Nolan Ryan’s 7th no-no.
I was at the opening of the first Scottish Parliament in 292 years. Not in the chamber you understand, but in the street outside.
Also, though it’s not tremendously well known, what we participated in in Thailand last year was something very significant. I think in years to come it will attain some kind of “legendary” status. It was significant enough that someone made a documentary about it, that is now playing at international film festivals.
Almost forgot, I was in Atlanta for the Olympics, had just left Centennial Park and was on the balcony of my hotel 4 or 5 blocks away watching the street crowds when the bomb exploded. I heard it quite distinctly and could easily see the tower where it exploded. We sent that evening’s pictures to the FBI in case they contained any clues.
I shook hands with Jesse Jackson on a whistle stop in Great Falls Montana. I think this would have been one of his last runs at the presidency. I think I was 7. Got a standing ovation that night too. I wasn’t sure what the deal was, I didn’t know if he was just coming to talk, or if he was running for president. He was doing question and answer, and I raised my hand.
He came over, and asked me what my question was. I asked him “Are you running for president?” He laughed (as did everyone else there) and asked me if I thought he should. “Absolutely!” I replied.
Standing o. He beamed and shook my hand. It was pretty cool, though I wouldn’t vote for the guy if you paid me now. I was young!
I was there the night Cal Ripken played in #2130.
I was in London during Princess Diana’s funeral, and watched the funeral procession go by. Didn’t get to see much because there were so many people, but we did see the casket go by.
I helped tear down the Berlin Wall, does that count.
Even if it was about 3 weeks after the TV cameras left?
Even if it doesn’t count, I still have a box full of little pieces of concrete that I know came from the Berlin Wall because I chiseled them off myself.
I was in the audience at Milwaukee’s Summerfest the night George Carlin was arrested for using the Seven Words You Can’t Say on Television.
I watched Ike’s first inaugural parade from atop the Evening Star building where my dad worked.
Was in the crowd when Martin Luther King spoke at the March on Washington, 1963.
Marched again in Washington in 1969 with a few people against the Viet Nam War.
I watched the launch of the first astronauts who landed on the moon…I was very close (comparitively) to the launch pad, and remember the awesome roar of the launch and the shaking ground as the moon shot rose from the pad. Wow!..
I watched the first free flight of the Space Shuttle Enterprise, and I was standing on the edge of the dry lakebed when the first Shuttle returned from space. (And I have some super-8 footage of it somewhere.)

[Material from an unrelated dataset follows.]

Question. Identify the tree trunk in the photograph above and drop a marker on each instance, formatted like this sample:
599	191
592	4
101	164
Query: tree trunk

I saw the flames from the L.A. riots after the Rodney King beating verdict
And of course I experienced the Northridge Quake firsthand. (I actually got out of bed for that one.)
I saw (from my dads shoulder) president Kennedy’s funeral…
I saw Roberto Clemente hit his 3000 hit…
I was part of the US evacuation of Lebanon in 1982.
In the navy I saw thing that sould, but will never be, part of history.
I, like millions others, watched WTC 1&2 fall…like a few others i also saw WTC subcum.